Conditions for closing of the Transaction
Closing of the Transaction is conditional upon clearance under applicable foreign direct investment (FDI) legislation and the approval by Cloudberry’s extraordinary general meeting (the “Cloudberry EGM”) of an authorisation for the Board of Directors of Cloudberry to issue the Consideration Shares to Orrön Energy, and the election of Daniel Fitzgerald (CEO of Orrön Energy) and Henrika Frykman (General Counsel of Orrön Energy) as members of the Board of Directors of Cloudberry.

The Cloudberry EGM’s approval of the share issue authorisation requires support by at least two-thirds of the votes cast and the share capital represented at the Cloudberry EGM. For the election of Board members, the proposed Board members who receive most votes are elected.

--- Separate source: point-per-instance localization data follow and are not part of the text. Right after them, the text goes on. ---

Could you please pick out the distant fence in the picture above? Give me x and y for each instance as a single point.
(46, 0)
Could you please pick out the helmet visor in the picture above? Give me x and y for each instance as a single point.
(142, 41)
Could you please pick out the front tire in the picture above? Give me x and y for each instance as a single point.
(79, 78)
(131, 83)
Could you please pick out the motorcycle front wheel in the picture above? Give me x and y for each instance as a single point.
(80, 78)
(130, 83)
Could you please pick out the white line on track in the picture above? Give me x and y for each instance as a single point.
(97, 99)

The Board of Directors of Cloudberry has unanimously approved the Transaction and shareholders holding in aggregate 47 percent of the total number of shares and votes in Cloudberry have irrevocably undertaken to vote in favour of the share issue authorisation and the election of Orrön Energy’s two representatives on the Cloudberry Board of Directors at the Cloudberry EGM.

Preliminary timetable
The Cloudberry EGM will be held no later than 7 August 2026.

The Transaction is, subject to satisfaction of the above-mentioned closing conditions, expected to be completed in the second half of 2026.

Webcast
Orrön Energy will host a webcast on Friday 26 June 2026 at 11.00 CEST, to present the Transaction in more detail and to comment on the future of the Company, followed by a question-and-answer session.

The webcast is available on the Company’s website and the link below:
https://orron-energy.events.inderes.com/investor-call-june-2026

For further information, please contact:

Robert Eriksson
Corporate Affairs and Investor Relations
Tel: +46 701 11 26 15
robert.eriksson@orron.com

Jenny Sandström
Communications Lead
Tel: +41 79 431 63 68
jenny.sandstrom@orron.com

This is information that Orrön Energy AB is obliged to make public pursuant to the EU Market Abuse Regulation. The information was submitted for publication, through the contact person set out above, at 23.45 CEST on 25 June 2026.

 
Orrön Energy is an independent, publicly listed (Nasdaq Stockholm: “ORRON”) renewable energy company within the Lundin Group of Companies. Orrön Energy’s core portfolio consists of high quality, cash flow generating assets in the Nordics, coupled with greenfield growth opportunities in the Nordics, the UK, Germany, and France. With significant financial capacity to fund further growth and acquisitions, and backed by a major shareholder, management and Board with a proven track record of investing into, leading and growing highly successful businesses, Orrön Energy is in a unique position to create shareholder value through the energy transition.

Forward-looking statements
Statements in this press release relating to any future status or circumstances, including statements regarding future performance, growth and other trend projections, are forward-looking statements. These statements may generally, but not always, be identified by the use of words such as “anticipate”, “believe”, “expect”, “intend”, “plan”, “seek”, “will”, “would” or similar expressions. By their nature, forward-looking statements involve risk and uncertainty because they relate to events and depend on circumstances that could occur in the future. There can be no assurance that actual results will not differ materially from those expressed or implied by these forward-looking statements due to several factors, many of which are outside the company’s control. Any forward-looking statements in this press release speak only as of the date on which the statements are made and the company has no obligation (and undertakes no obligation) to update or revise any of them, whether as a result of new information, future events or otherwise.